Humiliation et humilité

Le pianiste

Après La neuvième porte, Roman Polanski se tourne vers un sujet plus ambitieux sans quitter l’un de ses thèmes favoris, le mal qu’il n’a cessé d’autopsier avec une grande lucidité tout au long de son œuvre. Quand un auteur aborde un point aussi sensible de son histoire personnelle (Polanski a vécu personnellement la tragédie du ghetto de Varsovie), on peut craindre qu’il verse dans une confession sentimentaliste et qu’il devienne “personnel” au pire sens du mot. Pourtant, comme Roman Polanski le disait lors de la conférence de presse de Cannes, même s’il a puisé dans ses souvenirs personnels pour réaliser le film, le fait de partir du texte d’un autre lui a permis de ne pas parler de lui. Qu’on ne cherche donc pas ici un film “personnel”, traversé par le vécu intime du réalisateur. Au contraire, Polanski, en grand cinéaste qu’il est, et ce avec une humilité qui force l’admiration, s’efface derrière son sujet pour mieux lui donner toute son ampleur. Ainsi, ce que certains critiques lui reprochent, fait au contraire sa très grande force, lui permettant de réussir là où Spielberg avait lamentablement échoué avec sa Schindler’s List (1993).
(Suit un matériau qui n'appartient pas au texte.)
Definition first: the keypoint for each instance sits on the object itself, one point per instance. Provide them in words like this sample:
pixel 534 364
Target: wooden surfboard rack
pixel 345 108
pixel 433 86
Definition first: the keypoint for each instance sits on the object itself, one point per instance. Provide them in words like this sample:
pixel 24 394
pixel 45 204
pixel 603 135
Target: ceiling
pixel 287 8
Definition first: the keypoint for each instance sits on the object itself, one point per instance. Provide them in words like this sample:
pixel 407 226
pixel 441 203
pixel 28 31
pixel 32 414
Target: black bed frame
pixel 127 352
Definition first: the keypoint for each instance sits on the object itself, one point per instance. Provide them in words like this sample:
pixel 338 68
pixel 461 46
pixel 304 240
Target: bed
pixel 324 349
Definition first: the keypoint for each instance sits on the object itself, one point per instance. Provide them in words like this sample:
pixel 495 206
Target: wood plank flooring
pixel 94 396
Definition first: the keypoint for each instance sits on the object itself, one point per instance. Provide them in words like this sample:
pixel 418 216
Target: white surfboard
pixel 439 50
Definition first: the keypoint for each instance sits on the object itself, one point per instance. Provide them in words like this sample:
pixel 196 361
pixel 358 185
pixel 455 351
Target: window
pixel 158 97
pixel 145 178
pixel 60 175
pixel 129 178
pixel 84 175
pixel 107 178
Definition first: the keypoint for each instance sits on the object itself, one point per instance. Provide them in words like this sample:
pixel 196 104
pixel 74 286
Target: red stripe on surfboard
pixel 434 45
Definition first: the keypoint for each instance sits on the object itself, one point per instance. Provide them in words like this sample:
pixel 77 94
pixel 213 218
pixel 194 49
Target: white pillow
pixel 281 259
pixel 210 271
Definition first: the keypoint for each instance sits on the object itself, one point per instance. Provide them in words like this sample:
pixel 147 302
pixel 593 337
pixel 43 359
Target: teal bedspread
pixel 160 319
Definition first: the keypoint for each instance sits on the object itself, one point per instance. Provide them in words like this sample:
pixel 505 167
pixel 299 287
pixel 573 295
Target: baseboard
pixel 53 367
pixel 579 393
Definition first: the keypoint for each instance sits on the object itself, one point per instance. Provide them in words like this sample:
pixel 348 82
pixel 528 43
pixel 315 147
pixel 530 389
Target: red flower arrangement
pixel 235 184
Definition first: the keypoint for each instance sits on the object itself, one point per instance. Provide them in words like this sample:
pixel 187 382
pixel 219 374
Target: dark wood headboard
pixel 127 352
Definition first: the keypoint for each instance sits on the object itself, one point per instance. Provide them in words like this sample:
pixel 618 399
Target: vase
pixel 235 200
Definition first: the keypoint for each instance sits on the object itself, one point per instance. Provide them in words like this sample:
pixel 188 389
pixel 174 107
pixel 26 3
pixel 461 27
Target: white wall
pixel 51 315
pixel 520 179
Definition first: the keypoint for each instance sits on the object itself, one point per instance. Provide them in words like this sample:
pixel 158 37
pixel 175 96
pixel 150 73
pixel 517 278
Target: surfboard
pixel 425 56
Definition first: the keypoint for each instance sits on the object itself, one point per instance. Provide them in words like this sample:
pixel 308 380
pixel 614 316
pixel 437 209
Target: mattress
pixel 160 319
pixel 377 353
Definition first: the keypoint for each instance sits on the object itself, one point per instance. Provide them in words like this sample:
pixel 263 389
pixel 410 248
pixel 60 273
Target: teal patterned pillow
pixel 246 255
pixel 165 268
Polanski a choisi de se lancer dans l’adaptation du récit sobre et émouvant écrit par Wladyslaw Szpilman en 1945. Ce n’était pas chose facile et on se demande souvent, à la lecture du texte, comment retranscrire certaines scènes particulièrement pénibles. Mais on comprend aussi que cette œuvre ait pu attirer le cinéaste : un homme au destin hors du commun qui se retrouve acculé, traqué et isolé, et qui devient le témoin de son époque. Ce destin tout particulier, nous allons le suivre pas à pas, de l’intérieur (la scène où Wladyslaw n’entend plus rien à cause d’une explosion est un bon exemple de cette approche). On retrouve là un parallèle avec certains personnages des œuvres précédentes de Roman Polanski (Répulsion (1965), Rosemary’s Baby (1968), Le locataire (1976), Tess (1979)) qui tentaient de se débattre vainement dans un monde hostile et l’on comprend peut-être mieux l’angle d’attaque que le cinéaste cherchait pour raconter une telle histoire. Le Pianiste est un film intime et pudique sur une période tragique, et ce sont cette intimité et cette pudeur qui nous permettent de saisir et de comprendre ce qui s’est passé hors de toute réaction sentimentaliste qui jettera toujours un voile mensonger sur la réalité des événements.

Wladyslaw Szpilman (remarquablement interprété par Adrien Brody) est un pianiste célèbre de 28 ans… jusqu’au jour où la guerre se déclare. À partir de ce moment-là, tout bascule. La scène qui ouvre le film résume à elle seule la résistance têtue et dérisoire du personnage : Wladyslaw joue le nocturne en ut dièse mineur de Chopin dans le studio de Radio-Pologne quand des bombardements éclatent. La Wehrmacht est aux portes de la ville. Les ingénieurs du son décident de s’enfuir mais l’artiste continue de jouer jusqu’à ce qu’une autre explosion l’en empêche
physiquement.

La première partie du film, fidèle au récit de Szpilman, retrace avec minutie et sobriété tous les épisodes tragiques qui ont plongé Varsovie dans la terreur, une terreur d’autant plus horrible qu’elle s’est installée tranquillement pour devenir d’une absurde et étrange quotidienneté. Nous voyons les nazis occuper Varsovie, opérer des rafles, infliger d’insoutenables humiliations (comme dans cette scène où l’un d’eux oblige le père de Wladyslaw à marcher dans le caniveau). Le film montre aussi comment les lois anti-juives s’instaurent, comment le ghetto se construit (novembre 1940, un seul plan) et comment les familles juives (y compris bien entendu celle de Wladyslaw, composée de ses parents, de son frère Henryk et de ses deux sœurs) y sont déplacées et parquées.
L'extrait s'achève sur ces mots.